For a happy feeling that nothing in the world can buy, iconic designer Joe Minton let’s us take a page out of his holiday-hosting handbook.
When Minton has people over to his Fort Worth home, he typically hosts in the dining room. “It’s not a very large room, and it’s all bookcases, so it doubles as a library,” he says. “I have had 11 people squeezed around that table. It’s really more fun than being stretched out. In my previous home, people only talked to the person right next to them. At this table, everyone can talk to each other.”

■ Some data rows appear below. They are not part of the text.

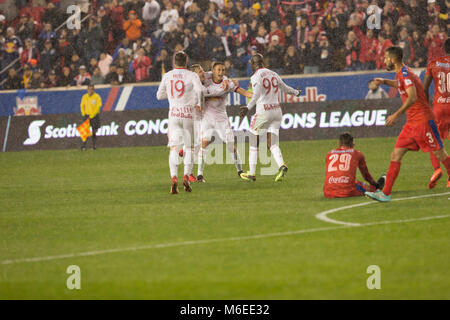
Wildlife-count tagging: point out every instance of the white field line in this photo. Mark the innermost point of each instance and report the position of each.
(208, 241)
(324, 215)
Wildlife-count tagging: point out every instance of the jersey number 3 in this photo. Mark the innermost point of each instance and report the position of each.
(344, 162)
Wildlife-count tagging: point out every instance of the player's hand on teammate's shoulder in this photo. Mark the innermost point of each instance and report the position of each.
(391, 120)
(243, 111)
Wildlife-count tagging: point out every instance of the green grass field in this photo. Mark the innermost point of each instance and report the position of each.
(228, 239)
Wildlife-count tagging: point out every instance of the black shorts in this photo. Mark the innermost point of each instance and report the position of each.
(95, 122)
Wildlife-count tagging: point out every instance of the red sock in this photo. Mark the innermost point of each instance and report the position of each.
(434, 161)
(394, 169)
(446, 163)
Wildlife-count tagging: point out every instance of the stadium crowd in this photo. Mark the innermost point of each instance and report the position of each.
(133, 40)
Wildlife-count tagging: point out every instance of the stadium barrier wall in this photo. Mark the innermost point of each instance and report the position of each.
(301, 121)
(315, 88)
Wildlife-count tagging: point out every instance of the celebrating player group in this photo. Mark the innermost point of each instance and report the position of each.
(197, 110)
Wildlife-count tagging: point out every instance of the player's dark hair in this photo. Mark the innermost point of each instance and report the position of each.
(257, 61)
(346, 139)
(180, 59)
(195, 67)
(217, 63)
(396, 52)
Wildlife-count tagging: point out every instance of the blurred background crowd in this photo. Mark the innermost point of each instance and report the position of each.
(126, 41)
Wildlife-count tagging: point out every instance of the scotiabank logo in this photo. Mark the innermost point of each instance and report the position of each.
(34, 132)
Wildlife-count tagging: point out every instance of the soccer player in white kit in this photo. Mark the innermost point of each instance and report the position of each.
(266, 86)
(184, 91)
(214, 116)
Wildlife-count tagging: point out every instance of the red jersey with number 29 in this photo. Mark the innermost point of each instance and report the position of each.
(420, 111)
(439, 69)
(341, 165)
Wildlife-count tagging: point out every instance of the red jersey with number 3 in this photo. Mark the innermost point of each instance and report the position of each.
(439, 69)
(340, 177)
(420, 111)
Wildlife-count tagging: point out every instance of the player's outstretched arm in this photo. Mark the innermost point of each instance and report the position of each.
(426, 85)
(388, 82)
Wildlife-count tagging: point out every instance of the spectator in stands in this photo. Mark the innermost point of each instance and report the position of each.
(168, 19)
(132, 26)
(122, 76)
(141, 66)
(48, 57)
(112, 77)
(66, 78)
(27, 76)
(434, 40)
(150, 15)
(405, 42)
(274, 54)
(326, 53)
(383, 44)
(163, 64)
(420, 51)
(24, 28)
(52, 80)
(29, 53)
(311, 55)
(83, 78)
(46, 34)
(104, 63)
(36, 80)
(97, 77)
(375, 91)
(292, 61)
(92, 38)
(11, 46)
(12, 81)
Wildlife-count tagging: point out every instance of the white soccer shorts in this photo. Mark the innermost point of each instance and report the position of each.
(180, 132)
(269, 121)
(221, 127)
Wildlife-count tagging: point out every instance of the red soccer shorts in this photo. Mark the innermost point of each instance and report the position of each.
(424, 136)
(443, 121)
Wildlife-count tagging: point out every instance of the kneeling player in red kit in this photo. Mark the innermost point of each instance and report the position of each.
(341, 165)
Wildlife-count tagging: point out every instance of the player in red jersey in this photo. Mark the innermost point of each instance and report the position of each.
(438, 71)
(341, 165)
(420, 130)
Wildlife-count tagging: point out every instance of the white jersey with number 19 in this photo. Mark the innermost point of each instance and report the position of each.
(183, 89)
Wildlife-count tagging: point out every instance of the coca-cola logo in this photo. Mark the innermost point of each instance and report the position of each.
(338, 180)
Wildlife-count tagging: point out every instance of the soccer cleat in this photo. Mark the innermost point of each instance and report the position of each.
(186, 184)
(281, 173)
(378, 196)
(381, 181)
(435, 178)
(247, 176)
(200, 178)
(174, 186)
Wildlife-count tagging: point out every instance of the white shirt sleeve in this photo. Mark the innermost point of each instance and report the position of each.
(256, 86)
(161, 94)
(198, 88)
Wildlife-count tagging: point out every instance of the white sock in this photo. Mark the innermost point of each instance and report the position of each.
(253, 159)
(188, 163)
(201, 161)
(173, 162)
(235, 156)
(276, 152)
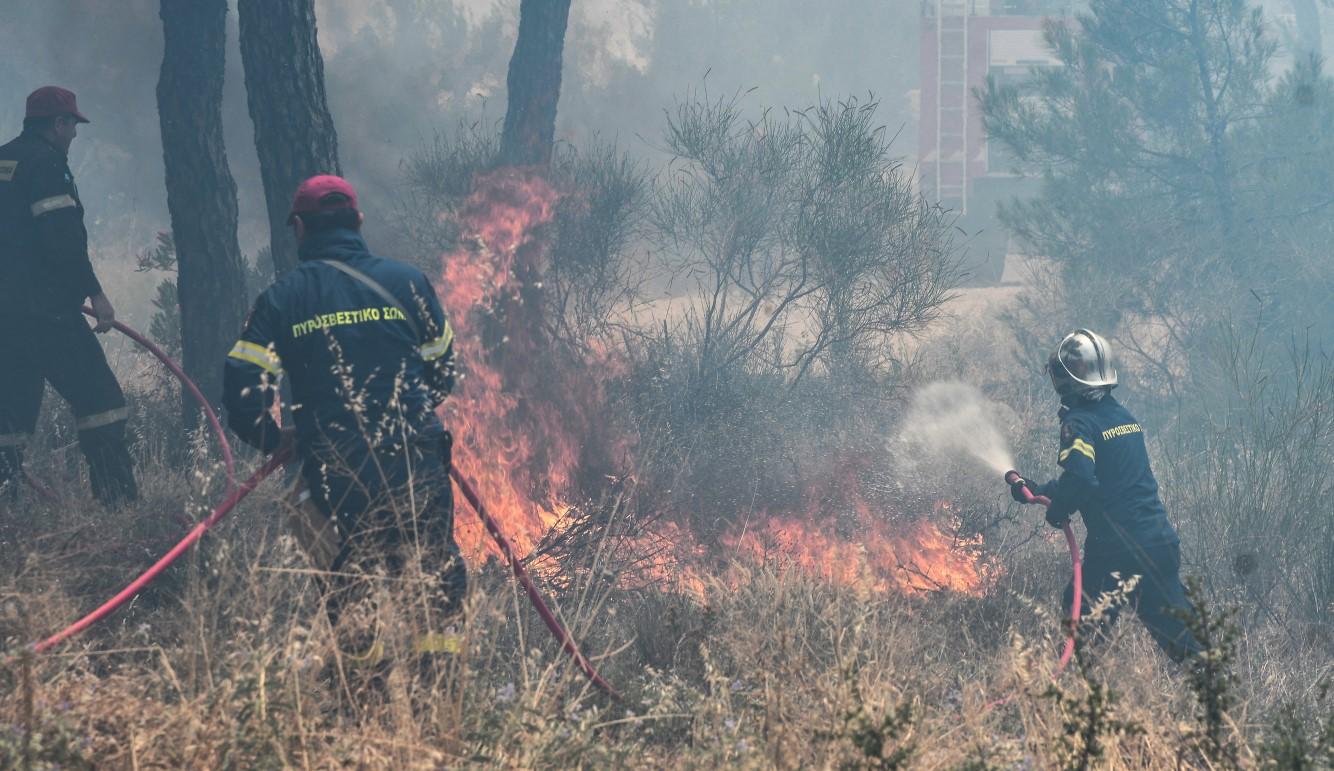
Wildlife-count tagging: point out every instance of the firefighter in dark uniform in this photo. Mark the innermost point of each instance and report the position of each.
(1106, 478)
(370, 356)
(44, 278)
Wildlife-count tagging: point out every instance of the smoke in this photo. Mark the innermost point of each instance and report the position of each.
(950, 420)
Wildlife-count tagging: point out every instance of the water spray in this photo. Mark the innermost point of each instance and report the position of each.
(955, 418)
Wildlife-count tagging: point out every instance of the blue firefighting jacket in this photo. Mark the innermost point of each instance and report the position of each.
(1106, 478)
(44, 268)
(360, 376)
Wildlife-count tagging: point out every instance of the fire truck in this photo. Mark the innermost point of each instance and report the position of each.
(963, 43)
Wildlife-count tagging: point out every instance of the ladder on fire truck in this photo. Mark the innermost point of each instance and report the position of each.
(951, 104)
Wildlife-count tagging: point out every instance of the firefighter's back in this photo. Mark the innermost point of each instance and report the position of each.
(23, 287)
(1131, 511)
(354, 359)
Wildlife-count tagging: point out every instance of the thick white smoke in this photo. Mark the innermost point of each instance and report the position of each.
(951, 420)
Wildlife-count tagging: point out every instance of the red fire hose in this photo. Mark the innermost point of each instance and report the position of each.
(190, 387)
(558, 631)
(139, 583)
(238, 494)
(1011, 476)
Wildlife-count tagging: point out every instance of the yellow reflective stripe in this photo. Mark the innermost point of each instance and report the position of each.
(434, 643)
(258, 355)
(1079, 446)
(14, 439)
(54, 203)
(100, 419)
(440, 346)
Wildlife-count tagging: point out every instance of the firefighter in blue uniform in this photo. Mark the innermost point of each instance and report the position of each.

There are so many holiday dinners on the calendar. Why not do something different? “It’s fun to just have a huge breakfast,” Minton says. “I’ve done it with 11 people in that dining room with a huge amount of scrambled eggs, bacon, sausage, biscuits, and fresh orange juice. It’s really easy to do.”
CHEAT A LITTLE.
If you are hosting a holiday dinner, Minton has a reliable (and surprising) favorite: chicken pot pies from Boston Market. “You don’t have to have much help,” he says. “One person can serve, and you have no cooking.”
KEEP YOUR PLACE CARDS.
“I save place cards because I have so many repeat guests,” he says. “I do it on a bare table with no placemats or tablecloth. You can get everything closer together without it looking funny.” Minton likes to serve on his traditional Mason’s Ironstone china that’s dark red, cobalt blue, white, and gold. “To me, it looks Christmassy,” he says. “It’s good any time of the year, but especially in the winter.”
Minton prefers no background music for his regular dinner parties, opting to let his guests chat in the cozy, intimate space. But for the holidays, he will spring for a little instrumental Christmas music that still won’t disrupt conversation.
TAKE A WHIFF.
Minton sprays Rigaud “Cypres” room spray and then lights a candle in the same scent prior to party time.